Understanding the mechanisms underlying SAD is critical for creating effective treatments. Currently, Cognitive Behavioral Therapy (CBT) is considered the gold standard for social anxiety disorder (see resources: ADAA or NICE). More recently, Mindfulness and Acceptance-Based Treatments for social anxiety have been shown to significantly reduce SAD symptoms.

These psychotherapies for SAD focus on both distorted cognitions (e.g., unrealistic social expectations, overestimating negative consequences, post-event processing, self-focused attention) and maladaptive behaviors (e.g., avoidance of social situations, safety behaviors like phone or substance use) that maintain social anxiety symptoms.

Behavioral therapies typically also include exposure therapy, where the individual purposely exposes themselves to situations that cause anxiety. Exposures done in a therapeutic context can help people learn that the terrible outcomes they feared don’t occur as often as they thought and that when they do occur, they are better able to cope with the situation and their emotional response than they believed. Most importantly, people learn that tolerating some discomfort is a price worth paying to live their lives fully and consistent with their values.

Emily Bowers contributed to this post. Emily is the Research Coordinator for the Behavioral Health Partial Hospital Program at McLean Hospital.


Dryman, M. T., & Heimberg, R. G. (2018). Emotion regulation in social anxiety and depression: a systematic review of expressive suppression and cognitive reappraisal. In Clinical Psychology Review (Vol. 65, pp. 17–42). Elsevier Inc.

Farmer, A. S., & Kashdan, T. B. (2012). Social anxiety and emotion regulation in daily life: Spillover effects on positive and negative social events. Cognitive Behaviour Therapy, 41(2), 152–162.

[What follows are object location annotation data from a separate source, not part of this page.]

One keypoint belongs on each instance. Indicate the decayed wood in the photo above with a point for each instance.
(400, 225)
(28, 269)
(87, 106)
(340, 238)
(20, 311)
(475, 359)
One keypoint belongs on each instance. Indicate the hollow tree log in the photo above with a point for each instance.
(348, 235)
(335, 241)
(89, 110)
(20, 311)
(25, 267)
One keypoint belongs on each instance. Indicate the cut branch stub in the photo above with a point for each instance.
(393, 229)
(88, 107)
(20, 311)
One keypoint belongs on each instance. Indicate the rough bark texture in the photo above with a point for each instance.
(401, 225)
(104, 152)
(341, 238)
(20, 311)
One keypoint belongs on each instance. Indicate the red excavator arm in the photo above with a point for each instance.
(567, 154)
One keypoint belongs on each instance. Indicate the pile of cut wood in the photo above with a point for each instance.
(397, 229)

Gross, J. J. (1998). Antecedent-and Response-Focused Emotion Regulation: Divergent Consequences for Experience, Expression, and Physiology (Vol. 74, Issue 1). Psychological Association, Inc.

Heimberg, R. G., Brozovich, F. A., & Rapee, R. M. (2010). A Cognitive Behavioral Model of Social Anxiety Disorder: Update and Extension. In Social Anxiety (pp. 395–422). Elsevier Inc.

Jazaieri, H., Morrison, A. S., Goldin, P. R., & Gross, J. J. (2014). The role of emotion and emotion regulation in social anxiety disorder. Current Psychiatry Reports, 17(1), 1–9.

Kessler, R. C., Petukhova, M., Sampson, N. A., Zaslavsky, A. M., & Wittchen, H.-U. (2012). Twelve-month and lifetime prevalence and lifetime morbid risk of anxiety and mood disorders in the United States. International Journal of Methods in Psychiatric Research, 21(3), 169–184.